Hier können aktuelle Entwicklungen auf dem Bereich der Informationstechnologie genutzt werden. So sind Smartphones aus dem Alltagsleben nicht mehr wegzudenken und auch die Palette an tragbaren Biosensoren, die sogenannten Wearables, wächst beständig. Im STEADY-System sollen Selbsteinschätzungen zu Stimmung und Befinden mit Biosensordaten (z.B. Herzfrequenz, Blutdruck, Hautleitfähigkeit, Schlaf) oder über das Smartphone erfasste Verhaltensparametern (z.B. soziale Aktivität, Schlafgewohnheiten, Aktivitätslevel) kombiniert werden. Ziel ist es, den Patienten genauer als über reine Selbstwahrnehmung auf Veränderungen seiner Symptomatik hinzuweisen. Indem für einzelne Patienten individuelle Datenmuster identifiziert werden, die für die jeweilige Person wichtige Informationen zum besseren Umgang mit ihrer Erkrankung liefern, kann eine wirklich personalisierte Medizin erreicht werden.

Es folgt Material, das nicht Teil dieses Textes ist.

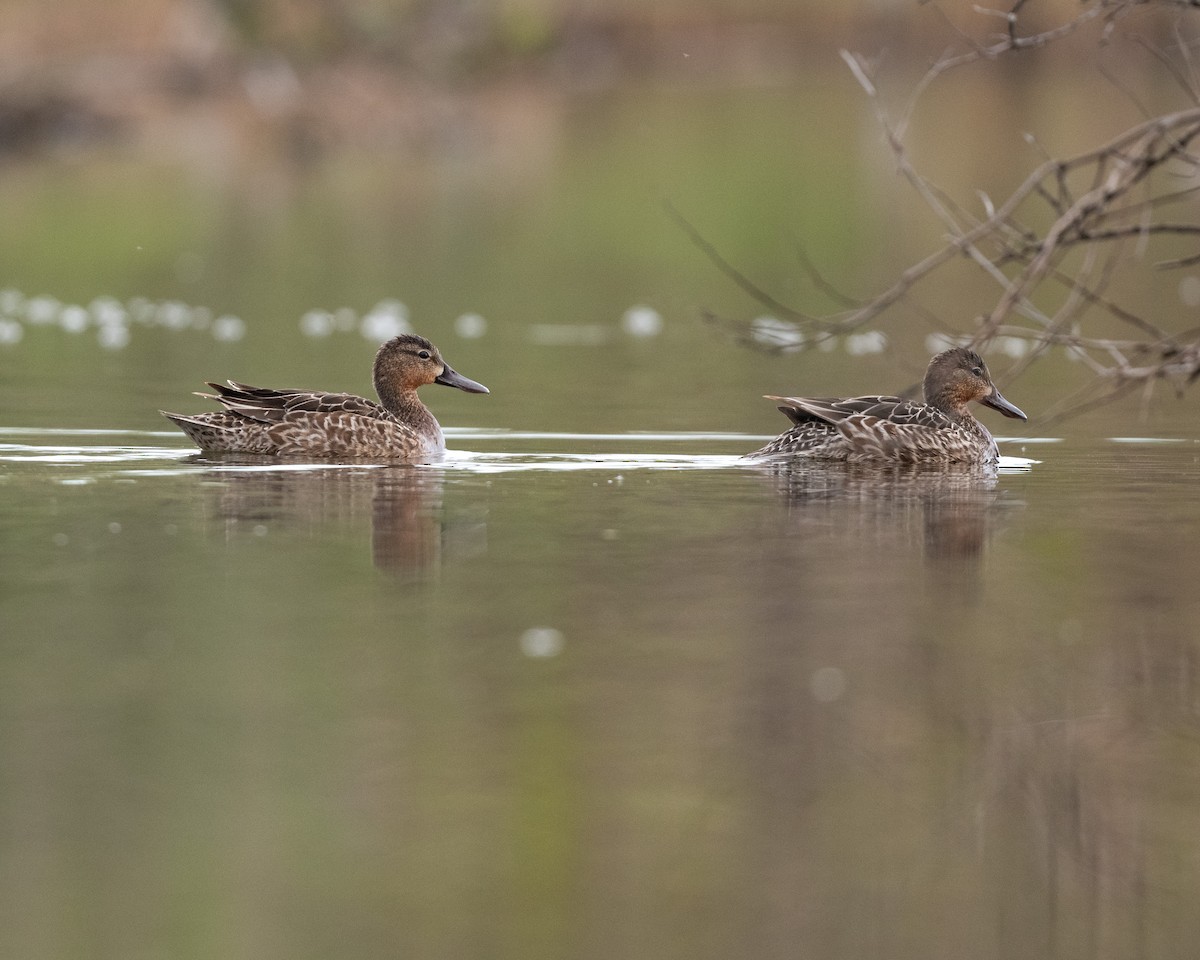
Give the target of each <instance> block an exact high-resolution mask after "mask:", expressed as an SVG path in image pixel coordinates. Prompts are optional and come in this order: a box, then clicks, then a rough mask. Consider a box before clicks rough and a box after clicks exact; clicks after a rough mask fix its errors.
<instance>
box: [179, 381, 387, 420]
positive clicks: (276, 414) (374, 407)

„Mit entsprechender didaktischer Aufbereitung können solche Langzeitdaten eine wertvolle, bisher kaum genutzte Informationsquelle zu Verhalten und Physiologie darstellen, die hinsichtlich Umfang und Präzision weit über das hinausgeht, was im Rahmen der üblichen medizinischen Untersuchung von Patienten erhoben werden kann. Dies gilt in besonderer Weise für psychische Erkrankungen wie Depression, zu denen keine klinisch verwertbaren Biomarker zur Verfügung stehen und krankheitsbedingt die Selbstauskunft vielen Fehlerquellen unterliegt.“, so Prof. Hegerl von der Stiftung Deutsche Depressionshilfe. „Im STEADY-System sollen die Patienten dabei zu jedem Zeitpunkt Eigner über die von ihnen erhobenen Daten bleiben, sollen aber die Möglichkeit erhalten, diese selbstbestimmt mit Ihren Ärzten und Psychotherapeuten zu teilen, um damit die Effizienz der medizinisch-psychotherapeutischen Versorgung zu erhöhen.“, erklärt er weiter. Neben solchen Chancen sollen im Projekt auch die mit der digitalen Selbstvermessung verbundenen Risiken und Nachteile systematisch erfasst werden.
Das STEADY-Projekt wurde im November 2016 ins Leben gerufen. Unter der gemeinsamen Leitung durch das Institut für Angewandte Informatik (InfAI) e.V. an der Universität Leipzig (Prof. Galina Ivanova) und die „Stiftung Deutsche Depressionshilfe“ (Prof. Ulrich Hegerl) werden die fünf teils universitären, teils privatwirtschaftlichen Projektpartner aus den Gebieten der Informatik und Medizin bis Ende 2019 eine digitale Lösung erarbeiten, die depressiv veranlagten Personen ein besseres Selbstmanagement ihrer Erkrankung ermöglicht. Durch eine App auf ihrem Smartphone haben die Patienten jederzeit Zugriff auf ihre Bio-Parameter, die über Sensoren bei ihnen erfasst und weiter aufbereitet werden.

Das Vorhaben hat ein Volumen von ca. 2,4 Millionen und wird im Rahmen der BMBF-Förderung von Projekten zum Thema „Medizinische Lösungen für eine digitale Gesundheitsversorgung“ gefördert.

Das Projekt wird auf der CeBIT in Hannover (20–24.03.2017, Halle 6 Stand B24) offiziell vorgestellt.